FRANKFURT—Euro-zone bank-lending growth slowed sharply in December in annual terms compared with the previous month, data from the European Central Bank showed Friday. The data likely reflect continued uncertainties and no impact yet from the longest-ever loan the ECB offered in December to the region's banks.
Weak monetary developments have been reflecting the high levels of economic and financial market uncertainty, a result of the deepening of the euro-zone's sovereign-debt crisis since August, the ECB said in the latest monthly bulletin published last week.
The annual growth of the broad monetary aggregate known as M3 slowed in December to 1.6% compared with November's unrevised 2.0% growth rate. That is sharply slower than the median expectations of analysts in a Dow Jones Newswires poll for a growth rate of 2.1%.
Lending to the corporate sector and households probably provide a better picture of monetary developments than other monetary data. Bank-lending growth also slowed sharply as it increased 1.0% in December compared with the year-earlier period, after rising by an unrevised 1.7% in November, ECB data showed.

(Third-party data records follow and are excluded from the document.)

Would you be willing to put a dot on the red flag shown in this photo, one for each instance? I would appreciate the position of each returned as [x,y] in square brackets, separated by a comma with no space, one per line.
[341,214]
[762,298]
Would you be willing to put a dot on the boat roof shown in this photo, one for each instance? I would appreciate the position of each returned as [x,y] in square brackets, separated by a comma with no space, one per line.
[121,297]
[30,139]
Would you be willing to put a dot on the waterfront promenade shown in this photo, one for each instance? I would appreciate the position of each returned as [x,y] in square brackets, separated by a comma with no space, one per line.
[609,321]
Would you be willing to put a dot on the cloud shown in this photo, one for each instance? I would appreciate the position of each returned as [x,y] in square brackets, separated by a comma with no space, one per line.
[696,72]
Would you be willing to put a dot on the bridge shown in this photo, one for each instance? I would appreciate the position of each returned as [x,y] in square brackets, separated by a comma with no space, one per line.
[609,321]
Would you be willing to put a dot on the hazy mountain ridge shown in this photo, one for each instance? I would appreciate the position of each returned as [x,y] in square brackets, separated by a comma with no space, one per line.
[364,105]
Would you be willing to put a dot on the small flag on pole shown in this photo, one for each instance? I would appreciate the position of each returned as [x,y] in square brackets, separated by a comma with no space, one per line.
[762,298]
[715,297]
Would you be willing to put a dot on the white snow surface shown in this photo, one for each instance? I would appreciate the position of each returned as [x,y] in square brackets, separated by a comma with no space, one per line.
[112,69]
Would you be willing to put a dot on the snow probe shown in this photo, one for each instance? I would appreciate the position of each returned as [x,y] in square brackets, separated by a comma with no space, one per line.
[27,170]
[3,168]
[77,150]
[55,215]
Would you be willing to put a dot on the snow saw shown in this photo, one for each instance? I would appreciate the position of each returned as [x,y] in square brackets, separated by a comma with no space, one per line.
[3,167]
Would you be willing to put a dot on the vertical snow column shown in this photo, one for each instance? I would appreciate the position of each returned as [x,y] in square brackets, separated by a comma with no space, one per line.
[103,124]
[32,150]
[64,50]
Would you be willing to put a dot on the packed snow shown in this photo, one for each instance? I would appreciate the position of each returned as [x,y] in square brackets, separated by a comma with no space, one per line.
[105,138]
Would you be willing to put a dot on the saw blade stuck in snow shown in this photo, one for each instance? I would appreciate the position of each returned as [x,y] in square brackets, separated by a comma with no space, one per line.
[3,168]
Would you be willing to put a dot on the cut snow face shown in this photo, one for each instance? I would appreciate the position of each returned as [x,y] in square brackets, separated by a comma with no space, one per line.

The data confirm that underlying money and credit growth has remained moderate, thus inflation is unlikely to pose a concern for the ECB at its February rate decision.
Analysts have noted that the likely positive impact on lending of banks' massive, nearly half-a-trillion-euro uptake of the ECB's longest-ever, three-year loan in December will only be visible in the money-growth data with some delay.
Banks' funding pressures intensified toward the end of last year as a result of limited issuance of longer-term debt securities and the withdrawal of deposits by non-euro-area residents, the ECB said in its monthly bulletin.
The nonstandard measures the ECB introduced in December—particularly the three-year longer-term refinancing operations—should alleviate these pressures, the ECB added.